Cerca de 10.000 crianças foram recrutadas por grupos armados durante o conflito na República Centro-Africana, apesar da presença de uma missão de manutenção de paz apoiada pela Organização das Nações Unidas (ONU), afirmou, esta quinta-feira (18), a entidade Save the Children.
Algumas crianças foram raptadas ou forçadas a juntarem-se a esses grupos, enquanto outras inscreveram-se para obter alimentos, roupas, dinheiro e protecção, afirmou a organização internacional infantil beneficente num comunicado à imprensa. Muitas juntaram-se sob pressão de amigos ou pais para protegerem a sua comunidade ou vingar familiares mortos, disse.
“Todas as manhãs treinamos duro, rastejamos na lama. Os soldados queriam que fôssemos implacáveis”, afirmou Grâce à Dieu, que se juntou a um grupo armado em Dezembro de 2012 aos 15 anos, segundo a entidade Save the Children.
“Quando lutamos, fomos nós, as crianças, as enviadas à linha de frente. Outros ficaram mais para trás. Vi muitos dos meus irmãos de armas mortos enquanto combatíamos”, disse Dieu, cujo nome verdadeiro foi mudado para sua protecção.
Julie Bodin, gerente de protecção à criança da entidade na República Centro-Africana, disse que o governo, as forças de paz da ONU, agências, doadores e países que contribuem com tropas têm de tentar esforçar-se mais para impedir o recrutamento de crianças e desmobilizá-las. “Eles precisam de explicar aos grupos armados por que é importante proteger as crianças.

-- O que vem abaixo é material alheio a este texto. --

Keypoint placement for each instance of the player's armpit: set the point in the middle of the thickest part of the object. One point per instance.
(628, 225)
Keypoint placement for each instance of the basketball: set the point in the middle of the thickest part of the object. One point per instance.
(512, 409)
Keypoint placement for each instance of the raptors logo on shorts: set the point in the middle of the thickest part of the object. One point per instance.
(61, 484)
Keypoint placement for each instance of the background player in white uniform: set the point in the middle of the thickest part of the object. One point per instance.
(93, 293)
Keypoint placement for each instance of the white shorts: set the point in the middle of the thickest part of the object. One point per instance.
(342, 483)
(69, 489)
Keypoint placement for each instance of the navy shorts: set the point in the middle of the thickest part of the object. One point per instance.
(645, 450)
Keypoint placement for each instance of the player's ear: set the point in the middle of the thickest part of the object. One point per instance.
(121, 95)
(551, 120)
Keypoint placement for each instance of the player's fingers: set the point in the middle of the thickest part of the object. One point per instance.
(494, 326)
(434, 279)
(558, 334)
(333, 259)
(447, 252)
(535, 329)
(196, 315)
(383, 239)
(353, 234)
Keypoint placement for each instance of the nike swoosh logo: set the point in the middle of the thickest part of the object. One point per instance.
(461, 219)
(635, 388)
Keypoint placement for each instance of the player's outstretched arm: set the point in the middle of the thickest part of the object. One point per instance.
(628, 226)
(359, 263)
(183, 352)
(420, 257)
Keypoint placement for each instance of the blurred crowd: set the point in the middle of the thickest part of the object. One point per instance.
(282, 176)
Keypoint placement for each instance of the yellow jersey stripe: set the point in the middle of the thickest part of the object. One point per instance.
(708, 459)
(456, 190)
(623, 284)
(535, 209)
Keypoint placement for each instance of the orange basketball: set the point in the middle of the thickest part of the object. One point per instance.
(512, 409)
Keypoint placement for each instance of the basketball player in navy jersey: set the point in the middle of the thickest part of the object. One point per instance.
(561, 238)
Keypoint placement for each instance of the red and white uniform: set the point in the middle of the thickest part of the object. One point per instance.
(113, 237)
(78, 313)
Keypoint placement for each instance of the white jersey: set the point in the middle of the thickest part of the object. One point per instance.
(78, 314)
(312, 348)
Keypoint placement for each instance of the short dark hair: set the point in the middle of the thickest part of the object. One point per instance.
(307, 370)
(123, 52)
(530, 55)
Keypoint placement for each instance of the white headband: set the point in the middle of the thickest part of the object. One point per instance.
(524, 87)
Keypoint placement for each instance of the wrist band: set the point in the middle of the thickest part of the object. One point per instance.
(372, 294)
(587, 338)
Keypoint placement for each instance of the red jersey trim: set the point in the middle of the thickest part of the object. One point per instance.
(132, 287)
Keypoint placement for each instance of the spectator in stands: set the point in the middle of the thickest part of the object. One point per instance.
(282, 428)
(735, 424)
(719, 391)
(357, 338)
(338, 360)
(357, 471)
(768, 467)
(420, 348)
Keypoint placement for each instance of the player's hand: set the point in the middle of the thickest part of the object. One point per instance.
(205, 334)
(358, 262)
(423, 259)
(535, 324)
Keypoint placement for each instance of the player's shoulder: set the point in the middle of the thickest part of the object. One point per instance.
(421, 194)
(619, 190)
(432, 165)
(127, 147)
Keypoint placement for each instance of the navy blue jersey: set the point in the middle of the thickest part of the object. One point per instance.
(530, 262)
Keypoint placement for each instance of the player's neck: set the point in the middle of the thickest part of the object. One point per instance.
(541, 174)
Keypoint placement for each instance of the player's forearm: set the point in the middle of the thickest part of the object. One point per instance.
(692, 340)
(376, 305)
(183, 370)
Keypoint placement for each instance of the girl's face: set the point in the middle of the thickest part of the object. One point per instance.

No entanto, há um grande número de grupos armados na República Centro-Africana e cada um tem uma estrutura de comando único, então há um grande trabalho a ser feito”, disse Bodin à Thomson Reuters Foundation por telefone, de Bangui. O governo centro-africano não estava imediatamente disponível para comentar o assunto.
O país está mergulhado no caos desde que os rebeldes seleka principalmente muçulmanos do norte tomaram o controle do país de maioria cristã em Março de 2013, levando a uma reacção da milícia cristã “antibalaka”. Mais de 3.000 pessoas foram mortas desde Dezembro de 2013.
A ONU estima que 2,5 milhões de pessoas, mais da metade da população, precisam de abrigo, comida e água, cuidados básicos de saúde e educação. As crianças têm convivido com o peso da violência. Oitenta por cento das pessoas que tiveram de abandonar as suas casas são mulheres e crianças. Duas em cada cinco crianças no país carecem de ajuda humanitária vital, de acordo com o Fundo das Nações Unidas para a Infância (Unicef).
“Muitas das crianças já passaram por coisas que nenhum adulto, quanto mais criança, deveria ter que passar, testemunhando a perda de entes queridos, vendo suas casas destruídas e sobrevivendo em condições difíceis e inseguras no mato durante meses”, disse Bodin.